Engaging Our Diversity: Interculturality and Consecrated Life Today is a collection of essays that arose, as editors Maria Cimperman, RSCJ, and Roger P. Schroeder, SVD, explain, out of a three-year program (2017 to 2020) at the Center for the Study of Consecrated Life at the Catholic Theological Union in Chicago. The program included collaborative teams from women’s and men’s congregations that worked toward “developing intercultural projects for their own religious communities and others” (vii). The essays are written by some of the plenary and breakout presenters and provide rich research and reflections for anyone hoping to broaden their considerations around an appreciation for interculturality and how to live interculturally.
The content is divided into three parts that pertain to interculturality: mapping the opportunities and challenges, laying the foundations, and practical aspects, including awareness of interculturality, cultural frameworks and cases, race and gender, culture and personality, leadership, formation, a particular international lay movement (Focolare), and pilgrimage. The organization of the volume provides a sense of unity across the contributions. The essays in part 2 and most of those in part 3 have a helpful summary/conclusion section at the end of the contribution.
After a brief introduction, the book begins with an essay by one of the editors, which sets the tone and context for the volume, emphasizing the universality of the topics discussed as well as the specific focus of the volume on religious life. As Cimperman writes, “With the rise of extreme nationalism and decreasing acceptance of the ‘other,’ one we perceive to be not like ‘us,’ our way of being a human community is in peril” (3). Part of the answer is interculturality, defined as “building and maintaining mutually enriching and challenging relationships among all peoples” (4). Religious life has a role to play in this, as the impact of “our efforts toward becoming intercultural communities” will be felt everywhere (3).

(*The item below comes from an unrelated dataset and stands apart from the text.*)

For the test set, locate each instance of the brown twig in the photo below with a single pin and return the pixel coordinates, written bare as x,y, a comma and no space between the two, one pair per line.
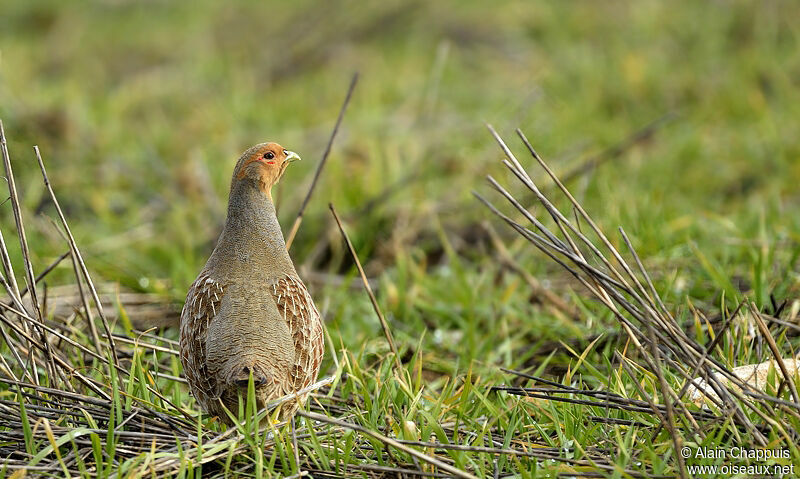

While the main audience for the volume is Catholics in consecrated life—and there are often strong US themes, such as the statement that “interculturality is a call to the United States of America today, for one example, asking us to see that the diversity of cultures, ethnicities, indigenous peoples, generations, and genders build up and strengthen this nation” (5)—much of the material can be applied to a variety of social and religious structures. Appreciation of diversity is framed in terms of opposing “xenophobia, religious extremism,” and similar positions while lifting up the “gifts and possibilities of all persons” (5). The discussions throughout the volume are often in religious language, using terms such as “vocation,” “discernment,” “religious imagination,” and “reign of God.”
This collection of essays could be useful for a variety of audiences. People at all stages of consecrated life—from formation to those who have been vowed for many years—could find inspiring, meaningful reflections and practical considerations for enriching their own congregations. Scholars of religion, especially ecclesiologists, at the graduate level and beyond would likely discover new emphases on and language about topics that have long been under discussion. Most beneficially to this reviewer, the commitment to our shared world—and the collaborative approach to care for it, evidenced concretely by this cooperative volume and, less tangibly, in the content throughout—is inspiring and can be a source for ongoing intellectual and spiritual reflection.
Mary Beth Yount is Associate Professor of Theological Studies at Neumann University in Philadelphia, Pennsylvania.